Uber responding to ‘cybersecurity incident’ after hack | Uber

Uber has been hacked in an assault that seems to have breached the ride-hailing firm’s inside techniques.

The California-based firm confirmed it was responding to a “cybersecurity incident”, after the New York Occasions reported {that a} hack had accessed the corporate’s community and compelled it to take a number of inside communications and engineering techniques offline. The hacker claimed to be 18 years outdated, in line with the report.

Uber confirmed that there are not any points with the corporate’s service, which operates in additional than 10,000 cities world wide.

A hacker compromised the worker office messaging app Slack and used it to ship a message to Uber workers saying that it had suffered an information breach.

Sam Curry, a senior engineer at non-fungible token creator Yuga Labs, stated he was contacted by the Uber hacker on the HackerOne platform and had been proven “very convincing” screenshots of full administrative entry to Uber’s cloud providers.

“From my understanding, the attacker had keys to the dominion after acquiring an inside file with credentials to almost all the things,” Curry informed the Guardian. He added: “Based mostly on the screenshots and my understanding of the hack, they probably had entry to learn/modify the cloud providers which run Uber and retailer person info.”

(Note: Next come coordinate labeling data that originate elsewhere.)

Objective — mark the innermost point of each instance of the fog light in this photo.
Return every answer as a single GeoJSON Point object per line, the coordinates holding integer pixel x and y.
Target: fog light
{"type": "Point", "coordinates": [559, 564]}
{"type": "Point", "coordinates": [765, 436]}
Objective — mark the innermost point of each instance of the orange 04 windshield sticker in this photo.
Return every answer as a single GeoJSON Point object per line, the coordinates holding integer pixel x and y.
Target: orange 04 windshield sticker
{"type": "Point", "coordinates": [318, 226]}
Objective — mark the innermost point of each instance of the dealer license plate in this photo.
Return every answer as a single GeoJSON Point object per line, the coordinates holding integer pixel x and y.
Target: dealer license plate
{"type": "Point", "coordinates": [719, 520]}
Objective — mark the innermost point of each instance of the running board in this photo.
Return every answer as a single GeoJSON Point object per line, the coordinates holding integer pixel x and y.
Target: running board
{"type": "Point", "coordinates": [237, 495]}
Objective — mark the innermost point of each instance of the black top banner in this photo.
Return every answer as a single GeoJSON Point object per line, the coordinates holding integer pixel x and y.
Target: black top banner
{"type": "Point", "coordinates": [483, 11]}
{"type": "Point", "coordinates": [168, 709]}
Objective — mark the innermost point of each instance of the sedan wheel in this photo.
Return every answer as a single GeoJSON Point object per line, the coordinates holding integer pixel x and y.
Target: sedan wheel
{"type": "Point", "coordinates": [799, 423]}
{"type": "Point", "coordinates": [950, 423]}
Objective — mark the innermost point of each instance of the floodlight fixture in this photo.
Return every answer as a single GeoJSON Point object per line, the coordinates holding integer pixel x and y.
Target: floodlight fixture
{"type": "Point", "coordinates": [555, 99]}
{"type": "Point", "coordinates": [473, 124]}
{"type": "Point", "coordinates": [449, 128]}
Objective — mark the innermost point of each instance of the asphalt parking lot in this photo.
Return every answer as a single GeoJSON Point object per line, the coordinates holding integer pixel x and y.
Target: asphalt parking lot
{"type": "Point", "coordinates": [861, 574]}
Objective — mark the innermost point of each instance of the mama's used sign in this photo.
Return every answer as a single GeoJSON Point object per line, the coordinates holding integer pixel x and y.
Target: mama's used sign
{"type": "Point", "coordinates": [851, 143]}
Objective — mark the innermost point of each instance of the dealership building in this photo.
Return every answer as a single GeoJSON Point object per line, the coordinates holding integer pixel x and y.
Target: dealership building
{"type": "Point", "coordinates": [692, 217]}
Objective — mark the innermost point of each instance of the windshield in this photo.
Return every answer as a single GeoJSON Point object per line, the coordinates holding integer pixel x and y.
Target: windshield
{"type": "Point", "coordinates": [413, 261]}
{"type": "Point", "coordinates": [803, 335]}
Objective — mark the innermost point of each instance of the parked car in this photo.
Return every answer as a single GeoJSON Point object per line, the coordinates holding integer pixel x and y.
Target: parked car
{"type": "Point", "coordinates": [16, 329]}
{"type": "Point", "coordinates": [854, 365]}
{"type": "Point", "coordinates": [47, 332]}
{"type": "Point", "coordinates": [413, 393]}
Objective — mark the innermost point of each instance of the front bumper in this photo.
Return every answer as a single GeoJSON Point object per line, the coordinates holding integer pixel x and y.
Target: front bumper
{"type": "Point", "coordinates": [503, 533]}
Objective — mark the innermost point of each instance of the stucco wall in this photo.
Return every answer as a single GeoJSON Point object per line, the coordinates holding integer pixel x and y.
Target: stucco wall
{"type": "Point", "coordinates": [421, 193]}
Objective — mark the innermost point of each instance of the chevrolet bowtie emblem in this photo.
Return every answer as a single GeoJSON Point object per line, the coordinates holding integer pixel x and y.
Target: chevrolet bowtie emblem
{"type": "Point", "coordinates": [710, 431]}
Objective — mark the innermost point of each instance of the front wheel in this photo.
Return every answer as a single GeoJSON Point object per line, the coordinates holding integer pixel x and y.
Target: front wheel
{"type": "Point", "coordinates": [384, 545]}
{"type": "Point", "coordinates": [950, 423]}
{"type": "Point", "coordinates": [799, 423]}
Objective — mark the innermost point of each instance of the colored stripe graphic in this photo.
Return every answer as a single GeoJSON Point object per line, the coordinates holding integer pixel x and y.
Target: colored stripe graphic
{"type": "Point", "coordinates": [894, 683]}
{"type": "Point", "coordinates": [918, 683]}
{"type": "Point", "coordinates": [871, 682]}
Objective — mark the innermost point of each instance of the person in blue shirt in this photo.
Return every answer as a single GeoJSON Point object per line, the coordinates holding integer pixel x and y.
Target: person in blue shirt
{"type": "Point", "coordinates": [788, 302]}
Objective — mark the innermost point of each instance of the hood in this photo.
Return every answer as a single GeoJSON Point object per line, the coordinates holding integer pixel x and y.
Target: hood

The corporate has been hacked earlier than. Its former chief safety officer, Joseph Sullivan, is on trial on allegations he organized to pay hackers $100,000 as a part of an try to cowl up a 2016 assault through which the private info of about 57 million prospects and drivers was stolen.

Alan Woodward, a professor of cybersecurity at Surrey College, stated: “Because the hacker does seem to have such high-level entry it’s additionally going to be tough for Uber to know they’ve managed to take away the hacker from the community. It may imply a significant rebuild of their techniques, which can trigger severe disruption.”

It appeared the hacker was capable of achieve entry to different inside firm techniques, posting an specific picture on an inside info web page for workers, in line with the New York Occasions. “We’re in contact with regulation enforcement and can publish extra updates right here as they turn into obtainable,” Uber stated within the tweet confirming the assault.

The Slack system was taken offline on Thursday afternoon by Uber after workers acquired the message from the hacker.

“I announce I’m a hacker and Uber has suffered an information breach,” the message learn, occurring to listing a number of inside databases that have been claimed to be compromised, the report added.

The New York Occasions reported that the one who claimed duty for the hack stated they gained entry by means of social engineering, a time period for tricking an worker into granting entry.

The hacker despatched a textual content message to an Uber employee claiming to be an organization tech worker and persuaded the employee handy over a password that gave them entry to the community. The hacker, who had supplied a Telegram account handle, stated they broke in as a result of the corporate had weak safety, in line with the report.

Employees on the firm have been instructed to not use Slack. Different inside techniques, too, have been reportedly inaccessible.